This thing about a Father “giving the daughter away” at a wedding is a lie. They were never ours to give. Daughters are not the property of their Dads or Moms any more than a male child is the property of his parents. My daughters, Jenna and Julie, independent from the beginning, were on loan to us temporarily for nurture and safekeeping.
Sally and I both changed their diapers and gave them baths, but that was our duty. They don’t owe their mother or me lifelong allegiance for taking care of them. I stood in an impossibly long line so Jenna could have a Cabbage Patch dolI one Christmas. Julie’s Big Wish was a bit more complicated, but, when Christmas morning arrived, she had Rainbow Brite sheets. Those were acts of love, not a deal I made to be paid back later.
Dance recitals: I never missed one. They (and their costumes) were cute and I was proud.
When one of my daughters was quiet too long, we would discover she had been unrolling the toilet paper or giving her dolls a bath in the toilet. Sally and I laughed. We didn’t think or say, “You owe us.”
Over years, they dealt with bullies, as every kid does.
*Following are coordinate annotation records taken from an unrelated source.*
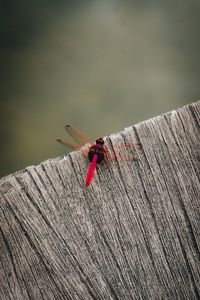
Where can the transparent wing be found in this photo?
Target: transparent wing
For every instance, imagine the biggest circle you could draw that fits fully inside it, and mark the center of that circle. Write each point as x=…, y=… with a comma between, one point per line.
x=68, y=144
x=77, y=136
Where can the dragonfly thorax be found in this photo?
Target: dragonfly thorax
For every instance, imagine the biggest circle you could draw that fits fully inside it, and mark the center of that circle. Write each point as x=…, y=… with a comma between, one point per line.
x=99, y=141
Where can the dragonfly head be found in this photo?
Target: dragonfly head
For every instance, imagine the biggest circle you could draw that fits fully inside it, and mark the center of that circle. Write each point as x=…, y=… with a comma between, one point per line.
x=99, y=141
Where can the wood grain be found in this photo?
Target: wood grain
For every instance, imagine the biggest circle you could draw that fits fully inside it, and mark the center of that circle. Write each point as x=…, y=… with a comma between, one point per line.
x=134, y=233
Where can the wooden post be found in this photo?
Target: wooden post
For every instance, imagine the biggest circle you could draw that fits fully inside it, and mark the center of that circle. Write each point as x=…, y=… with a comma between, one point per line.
x=134, y=233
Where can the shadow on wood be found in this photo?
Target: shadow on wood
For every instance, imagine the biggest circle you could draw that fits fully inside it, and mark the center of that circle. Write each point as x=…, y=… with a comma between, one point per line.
x=134, y=233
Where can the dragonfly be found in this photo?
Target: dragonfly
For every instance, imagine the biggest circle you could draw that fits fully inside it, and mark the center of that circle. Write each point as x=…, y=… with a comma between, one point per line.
x=96, y=153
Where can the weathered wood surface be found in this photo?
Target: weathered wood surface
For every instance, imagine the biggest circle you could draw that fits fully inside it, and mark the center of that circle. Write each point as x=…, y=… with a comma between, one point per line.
x=133, y=234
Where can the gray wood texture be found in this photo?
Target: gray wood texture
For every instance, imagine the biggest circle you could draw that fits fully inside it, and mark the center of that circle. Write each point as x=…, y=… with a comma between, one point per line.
x=134, y=233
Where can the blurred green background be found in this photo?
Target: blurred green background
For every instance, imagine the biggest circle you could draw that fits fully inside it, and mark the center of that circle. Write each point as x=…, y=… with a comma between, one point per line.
x=97, y=65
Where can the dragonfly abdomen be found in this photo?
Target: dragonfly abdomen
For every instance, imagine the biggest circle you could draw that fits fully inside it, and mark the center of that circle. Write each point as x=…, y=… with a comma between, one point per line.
x=99, y=153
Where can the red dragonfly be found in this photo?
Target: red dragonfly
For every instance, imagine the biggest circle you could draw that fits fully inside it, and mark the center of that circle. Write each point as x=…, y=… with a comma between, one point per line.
x=96, y=153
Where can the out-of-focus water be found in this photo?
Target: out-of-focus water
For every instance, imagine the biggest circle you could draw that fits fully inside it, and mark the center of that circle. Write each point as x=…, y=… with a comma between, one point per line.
x=98, y=65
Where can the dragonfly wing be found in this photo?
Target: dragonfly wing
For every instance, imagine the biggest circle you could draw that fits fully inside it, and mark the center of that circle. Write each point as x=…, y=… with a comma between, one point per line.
x=77, y=136
x=68, y=144
x=91, y=170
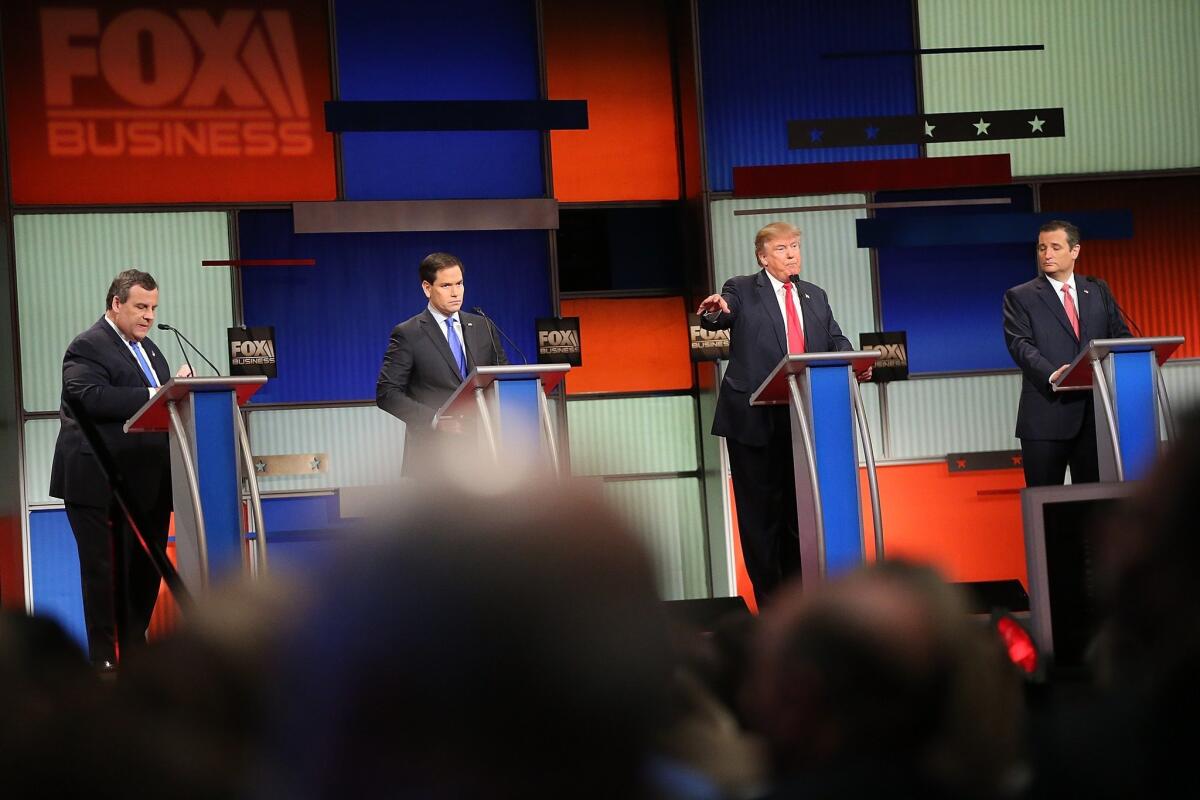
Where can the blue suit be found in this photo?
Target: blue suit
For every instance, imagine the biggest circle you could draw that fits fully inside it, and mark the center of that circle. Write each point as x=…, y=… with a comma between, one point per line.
x=1041, y=340
x=760, y=437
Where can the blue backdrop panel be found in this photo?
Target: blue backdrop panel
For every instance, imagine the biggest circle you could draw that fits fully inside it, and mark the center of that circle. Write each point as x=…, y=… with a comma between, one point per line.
x=54, y=561
x=948, y=298
x=333, y=320
x=939, y=229
x=465, y=49
x=762, y=66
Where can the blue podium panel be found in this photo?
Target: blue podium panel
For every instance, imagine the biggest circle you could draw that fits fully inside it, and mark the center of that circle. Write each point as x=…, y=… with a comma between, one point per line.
x=1134, y=401
x=520, y=423
x=216, y=464
x=835, y=452
x=54, y=566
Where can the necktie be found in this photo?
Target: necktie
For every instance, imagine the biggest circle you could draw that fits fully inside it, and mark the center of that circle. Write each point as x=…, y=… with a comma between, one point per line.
x=1072, y=314
x=145, y=365
x=460, y=358
x=795, y=330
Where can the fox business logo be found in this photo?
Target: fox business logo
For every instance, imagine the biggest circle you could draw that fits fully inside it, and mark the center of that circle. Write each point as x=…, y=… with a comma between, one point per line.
x=184, y=83
x=251, y=352
x=707, y=346
x=893, y=355
x=558, y=342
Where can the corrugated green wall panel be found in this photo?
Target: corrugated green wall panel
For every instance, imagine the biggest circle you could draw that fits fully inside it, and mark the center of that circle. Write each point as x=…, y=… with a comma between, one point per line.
x=636, y=434
x=40, y=438
x=1126, y=73
x=935, y=416
x=828, y=247
x=66, y=262
x=666, y=515
x=1182, y=382
x=365, y=445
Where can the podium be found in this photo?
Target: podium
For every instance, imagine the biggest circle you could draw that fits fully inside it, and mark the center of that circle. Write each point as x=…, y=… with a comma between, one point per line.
x=509, y=403
x=822, y=394
x=205, y=431
x=1128, y=389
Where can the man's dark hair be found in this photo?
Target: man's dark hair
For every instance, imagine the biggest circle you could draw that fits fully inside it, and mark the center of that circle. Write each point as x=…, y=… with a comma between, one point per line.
x=1063, y=226
x=126, y=281
x=435, y=262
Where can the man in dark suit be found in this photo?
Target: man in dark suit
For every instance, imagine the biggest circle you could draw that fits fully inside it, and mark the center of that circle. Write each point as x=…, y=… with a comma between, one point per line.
x=769, y=314
x=1048, y=322
x=113, y=368
x=430, y=354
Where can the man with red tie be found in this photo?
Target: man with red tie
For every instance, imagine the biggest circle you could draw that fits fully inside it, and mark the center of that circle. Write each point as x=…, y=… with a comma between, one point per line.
x=768, y=314
x=1048, y=322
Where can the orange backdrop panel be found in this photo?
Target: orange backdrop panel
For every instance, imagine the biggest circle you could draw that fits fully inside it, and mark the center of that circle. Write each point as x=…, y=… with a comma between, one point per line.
x=204, y=102
x=1156, y=275
x=616, y=55
x=630, y=346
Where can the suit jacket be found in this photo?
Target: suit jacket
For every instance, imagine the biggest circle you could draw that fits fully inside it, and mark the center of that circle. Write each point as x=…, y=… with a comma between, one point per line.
x=1041, y=340
x=757, y=343
x=419, y=373
x=101, y=371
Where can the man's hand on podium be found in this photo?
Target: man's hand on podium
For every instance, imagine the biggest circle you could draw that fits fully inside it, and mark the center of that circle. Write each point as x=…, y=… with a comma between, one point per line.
x=713, y=304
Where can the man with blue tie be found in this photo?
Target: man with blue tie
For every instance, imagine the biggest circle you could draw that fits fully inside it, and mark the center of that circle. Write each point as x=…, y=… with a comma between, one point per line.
x=113, y=368
x=1048, y=322
x=430, y=354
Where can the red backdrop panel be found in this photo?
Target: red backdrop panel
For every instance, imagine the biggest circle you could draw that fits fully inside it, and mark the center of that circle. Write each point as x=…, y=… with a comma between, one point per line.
x=617, y=56
x=630, y=346
x=203, y=102
x=1156, y=275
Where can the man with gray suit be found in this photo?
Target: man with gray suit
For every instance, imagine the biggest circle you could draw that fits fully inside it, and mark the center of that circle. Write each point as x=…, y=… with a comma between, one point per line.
x=430, y=354
x=1048, y=322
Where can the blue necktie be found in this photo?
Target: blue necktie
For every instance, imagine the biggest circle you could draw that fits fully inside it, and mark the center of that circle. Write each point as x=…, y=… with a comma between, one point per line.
x=145, y=365
x=460, y=358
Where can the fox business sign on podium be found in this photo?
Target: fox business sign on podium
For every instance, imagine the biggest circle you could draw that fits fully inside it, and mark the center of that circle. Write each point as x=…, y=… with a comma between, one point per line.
x=558, y=341
x=893, y=364
x=155, y=102
x=706, y=346
x=252, y=352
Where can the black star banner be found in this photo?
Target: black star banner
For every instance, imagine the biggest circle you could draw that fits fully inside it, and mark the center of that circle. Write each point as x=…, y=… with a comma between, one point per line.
x=959, y=126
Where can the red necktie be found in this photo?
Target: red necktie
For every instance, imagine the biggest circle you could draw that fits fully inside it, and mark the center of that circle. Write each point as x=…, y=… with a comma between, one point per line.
x=1072, y=314
x=795, y=331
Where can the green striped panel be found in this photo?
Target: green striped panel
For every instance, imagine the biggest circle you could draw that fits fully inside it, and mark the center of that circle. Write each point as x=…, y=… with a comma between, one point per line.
x=1126, y=73
x=636, y=434
x=66, y=262
x=666, y=516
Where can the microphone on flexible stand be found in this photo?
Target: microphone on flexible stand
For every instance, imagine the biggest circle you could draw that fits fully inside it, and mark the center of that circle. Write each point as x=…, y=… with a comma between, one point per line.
x=491, y=326
x=184, y=338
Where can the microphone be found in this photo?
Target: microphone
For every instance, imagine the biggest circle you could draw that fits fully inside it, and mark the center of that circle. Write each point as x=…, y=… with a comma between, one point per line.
x=180, y=336
x=492, y=326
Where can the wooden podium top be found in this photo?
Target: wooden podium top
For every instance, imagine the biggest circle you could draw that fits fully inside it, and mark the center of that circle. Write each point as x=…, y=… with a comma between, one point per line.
x=153, y=416
x=773, y=390
x=1079, y=374
x=551, y=374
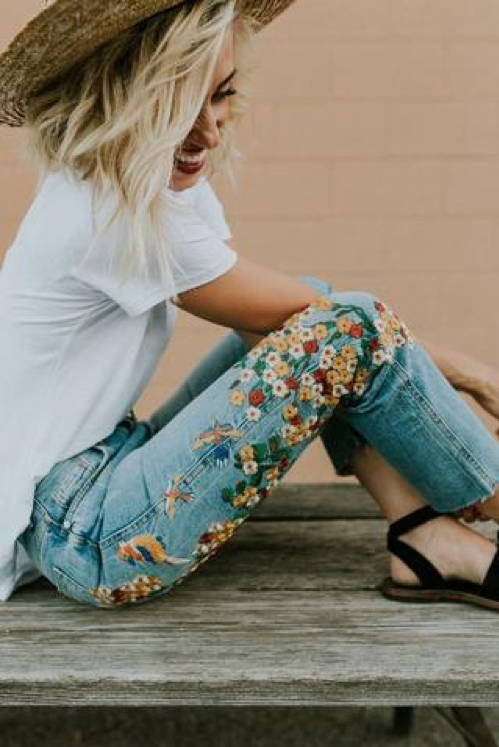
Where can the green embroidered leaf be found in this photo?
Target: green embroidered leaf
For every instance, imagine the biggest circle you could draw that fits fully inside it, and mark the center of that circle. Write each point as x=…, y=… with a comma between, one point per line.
x=274, y=443
x=260, y=451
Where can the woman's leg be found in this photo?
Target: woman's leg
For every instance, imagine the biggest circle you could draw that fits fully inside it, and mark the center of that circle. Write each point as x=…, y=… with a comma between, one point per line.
x=452, y=547
x=175, y=501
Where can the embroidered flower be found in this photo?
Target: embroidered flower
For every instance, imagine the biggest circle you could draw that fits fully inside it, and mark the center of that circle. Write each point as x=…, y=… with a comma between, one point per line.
x=147, y=548
x=133, y=591
x=237, y=397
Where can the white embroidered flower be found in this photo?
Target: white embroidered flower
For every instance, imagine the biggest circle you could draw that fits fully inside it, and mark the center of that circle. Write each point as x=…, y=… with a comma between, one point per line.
x=250, y=468
x=359, y=388
x=280, y=389
x=272, y=358
x=296, y=351
x=329, y=351
x=325, y=363
x=306, y=335
x=269, y=376
x=310, y=421
x=252, y=502
x=307, y=379
x=339, y=389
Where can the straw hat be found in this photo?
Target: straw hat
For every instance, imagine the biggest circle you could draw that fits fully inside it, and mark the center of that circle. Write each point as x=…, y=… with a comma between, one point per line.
x=66, y=31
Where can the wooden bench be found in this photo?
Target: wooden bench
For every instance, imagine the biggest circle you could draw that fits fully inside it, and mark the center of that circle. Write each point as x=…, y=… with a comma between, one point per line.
x=287, y=613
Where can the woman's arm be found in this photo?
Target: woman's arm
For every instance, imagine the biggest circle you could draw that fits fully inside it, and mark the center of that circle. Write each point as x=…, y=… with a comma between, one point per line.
x=463, y=372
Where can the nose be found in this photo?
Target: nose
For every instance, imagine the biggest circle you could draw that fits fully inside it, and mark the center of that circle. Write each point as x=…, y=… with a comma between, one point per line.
x=206, y=132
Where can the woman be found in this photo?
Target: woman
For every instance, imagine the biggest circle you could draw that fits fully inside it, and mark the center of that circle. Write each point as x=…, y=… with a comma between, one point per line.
x=132, y=106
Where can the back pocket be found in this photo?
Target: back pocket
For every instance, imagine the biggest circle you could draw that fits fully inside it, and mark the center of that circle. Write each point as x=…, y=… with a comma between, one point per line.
x=69, y=480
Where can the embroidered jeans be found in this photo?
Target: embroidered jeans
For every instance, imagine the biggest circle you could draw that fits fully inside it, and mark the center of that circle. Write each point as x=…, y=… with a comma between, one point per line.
x=132, y=516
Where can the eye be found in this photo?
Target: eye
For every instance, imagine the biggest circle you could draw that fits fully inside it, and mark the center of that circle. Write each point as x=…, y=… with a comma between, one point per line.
x=224, y=94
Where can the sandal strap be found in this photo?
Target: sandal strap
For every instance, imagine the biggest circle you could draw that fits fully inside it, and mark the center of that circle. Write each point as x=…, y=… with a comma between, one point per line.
x=421, y=566
x=412, y=520
x=491, y=581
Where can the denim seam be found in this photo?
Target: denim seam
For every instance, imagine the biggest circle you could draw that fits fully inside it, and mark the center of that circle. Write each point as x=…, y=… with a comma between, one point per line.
x=143, y=518
x=428, y=409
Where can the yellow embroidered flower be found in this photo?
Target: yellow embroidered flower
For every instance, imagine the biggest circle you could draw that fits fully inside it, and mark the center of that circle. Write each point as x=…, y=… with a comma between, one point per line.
x=247, y=453
x=294, y=338
x=324, y=304
x=320, y=331
x=343, y=324
x=333, y=377
x=271, y=474
x=362, y=374
x=306, y=393
x=282, y=368
x=348, y=351
x=386, y=339
x=281, y=346
x=331, y=400
x=345, y=377
x=289, y=412
x=237, y=397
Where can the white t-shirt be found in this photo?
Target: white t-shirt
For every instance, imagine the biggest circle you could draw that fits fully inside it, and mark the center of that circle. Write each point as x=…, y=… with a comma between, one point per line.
x=78, y=347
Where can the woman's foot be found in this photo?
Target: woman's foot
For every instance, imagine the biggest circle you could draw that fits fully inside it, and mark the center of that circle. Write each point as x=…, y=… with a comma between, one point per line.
x=456, y=551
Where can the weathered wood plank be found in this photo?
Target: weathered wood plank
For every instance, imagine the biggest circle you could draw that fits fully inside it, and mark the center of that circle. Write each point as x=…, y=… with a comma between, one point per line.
x=286, y=614
x=316, y=501
x=248, y=649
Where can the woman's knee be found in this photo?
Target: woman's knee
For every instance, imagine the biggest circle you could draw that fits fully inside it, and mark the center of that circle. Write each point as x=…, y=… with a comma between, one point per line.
x=317, y=284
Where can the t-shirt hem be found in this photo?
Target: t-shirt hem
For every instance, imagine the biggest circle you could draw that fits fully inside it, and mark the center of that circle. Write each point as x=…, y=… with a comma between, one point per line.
x=207, y=278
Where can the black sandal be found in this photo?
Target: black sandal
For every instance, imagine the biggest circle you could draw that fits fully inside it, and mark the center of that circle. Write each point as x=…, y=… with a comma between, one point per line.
x=434, y=587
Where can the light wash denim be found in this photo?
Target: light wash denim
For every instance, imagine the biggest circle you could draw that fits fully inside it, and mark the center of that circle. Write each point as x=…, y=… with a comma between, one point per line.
x=129, y=518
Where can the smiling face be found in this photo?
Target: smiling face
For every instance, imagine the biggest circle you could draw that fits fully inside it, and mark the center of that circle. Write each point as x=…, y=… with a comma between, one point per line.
x=205, y=134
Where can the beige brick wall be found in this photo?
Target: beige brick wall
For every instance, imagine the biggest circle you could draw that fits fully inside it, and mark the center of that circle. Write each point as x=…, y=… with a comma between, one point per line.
x=372, y=147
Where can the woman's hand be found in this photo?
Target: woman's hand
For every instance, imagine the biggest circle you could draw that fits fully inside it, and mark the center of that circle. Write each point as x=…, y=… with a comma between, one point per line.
x=486, y=392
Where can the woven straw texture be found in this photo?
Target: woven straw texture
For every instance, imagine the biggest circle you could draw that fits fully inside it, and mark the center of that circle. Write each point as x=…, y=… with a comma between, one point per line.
x=66, y=31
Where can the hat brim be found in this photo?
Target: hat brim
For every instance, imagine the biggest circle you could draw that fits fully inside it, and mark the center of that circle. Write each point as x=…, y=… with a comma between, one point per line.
x=68, y=30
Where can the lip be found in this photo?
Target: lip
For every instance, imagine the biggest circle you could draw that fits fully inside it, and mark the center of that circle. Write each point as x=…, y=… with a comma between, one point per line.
x=186, y=168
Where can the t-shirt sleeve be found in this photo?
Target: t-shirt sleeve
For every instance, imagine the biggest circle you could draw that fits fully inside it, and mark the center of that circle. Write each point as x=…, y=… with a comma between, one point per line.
x=198, y=255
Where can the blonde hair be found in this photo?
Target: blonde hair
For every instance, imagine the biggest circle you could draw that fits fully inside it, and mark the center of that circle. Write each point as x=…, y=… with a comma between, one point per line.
x=117, y=117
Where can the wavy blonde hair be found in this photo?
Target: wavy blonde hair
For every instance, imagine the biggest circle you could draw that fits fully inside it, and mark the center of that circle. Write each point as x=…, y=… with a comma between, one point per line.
x=117, y=117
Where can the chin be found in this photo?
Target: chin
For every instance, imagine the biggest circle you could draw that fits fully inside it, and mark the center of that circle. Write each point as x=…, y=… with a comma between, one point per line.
x=185, y=181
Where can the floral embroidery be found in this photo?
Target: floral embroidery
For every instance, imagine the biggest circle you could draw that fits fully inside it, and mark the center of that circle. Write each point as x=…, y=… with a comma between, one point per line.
x=172, y=494
x=133, y=591
x=216, y=435
x=215, y=536
x=147, y=548
x=280, y=364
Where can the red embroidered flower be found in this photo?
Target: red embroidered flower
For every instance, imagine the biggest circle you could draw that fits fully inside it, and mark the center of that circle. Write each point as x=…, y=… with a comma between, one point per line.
x=292, y=382
x=256, y=397
x=310, y=346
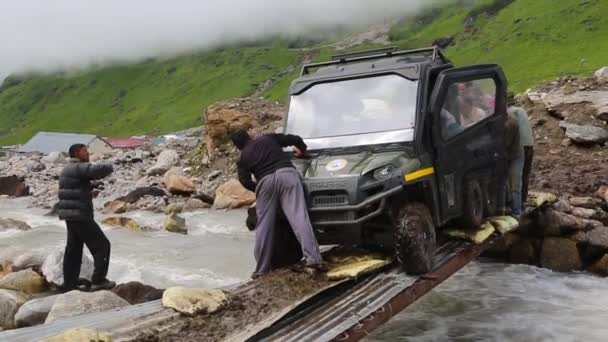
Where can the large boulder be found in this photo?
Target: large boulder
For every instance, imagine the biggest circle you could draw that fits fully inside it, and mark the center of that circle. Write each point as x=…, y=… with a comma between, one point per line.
x=584, y=202
x=556, y=223
x=81, y=335
x=195, y=204
x=35, y=311
x=135, y=292
x=175, y=224
x=26, y=281
x=10, y=302
x=585, y=134
x=596, y=238
x=232, y=195
x=52, y=268
x=602, y=193
x=180, y=185
x=190, y=301
x=561, y=255
x=138, y=193
x=124, y=222
x=222, y=121
x=13, y=186
x=54, y=158
x=116, y=207
x=165, y=161
x=602, y=74
x=76, y=303
x=13, y=224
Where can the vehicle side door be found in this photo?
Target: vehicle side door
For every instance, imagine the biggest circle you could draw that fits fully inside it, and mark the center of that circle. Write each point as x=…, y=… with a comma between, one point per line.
x=468, y=110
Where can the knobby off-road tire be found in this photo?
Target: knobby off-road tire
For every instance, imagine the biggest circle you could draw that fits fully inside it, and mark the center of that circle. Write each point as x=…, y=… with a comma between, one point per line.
x=415, y=238
x=473, y=206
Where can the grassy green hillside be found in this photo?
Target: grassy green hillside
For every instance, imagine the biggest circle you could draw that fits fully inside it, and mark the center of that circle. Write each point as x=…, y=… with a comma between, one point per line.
x=147, y=97
x=533, y=40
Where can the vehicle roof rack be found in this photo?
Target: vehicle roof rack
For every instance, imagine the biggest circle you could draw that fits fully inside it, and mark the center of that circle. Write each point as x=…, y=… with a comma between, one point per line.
x=434, y=51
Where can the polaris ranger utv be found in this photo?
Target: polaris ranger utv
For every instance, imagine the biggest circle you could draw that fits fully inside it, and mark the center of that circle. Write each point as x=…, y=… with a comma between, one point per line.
x=400, y=143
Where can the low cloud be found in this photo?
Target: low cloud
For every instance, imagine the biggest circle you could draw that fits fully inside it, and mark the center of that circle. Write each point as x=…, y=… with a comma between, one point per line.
x=43, y=35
I could not always protect them. They had to figure some things out on their own.
When they were teenagers, each asserted her independence and I hated it. Let them go? Willingly? Not while I was still breathing. They were independent nonetheless.
I took them on trips rather than always sending them off with someone else. With Jenna, I’ve been to New York City at Christmas, and climbed the Mayan Pyramids in the Yucatan Peninsula. With Julie, I’ve seen the monkeys on Gibraltar, and roamed the streets of Amsterdam. We toured England and Scotland as a family, Jenna a teenager and Julie a preteen. They have memories of our time together that will outlast me.
At some point, B. O. Y. S. entered the picture, and that was a challenge. But, all’s well that ends well. I approve of Thorne and Tom and I thank God every day for my sons-in-law.
Fatherhood and parenting did not end when they got married. Conversations about grace, fairness, patience, right and wrong never end. At least, not yet. They will always be my daughters and I will always be their daddy. But make no mistake: they were and are independent women. I am proud of them.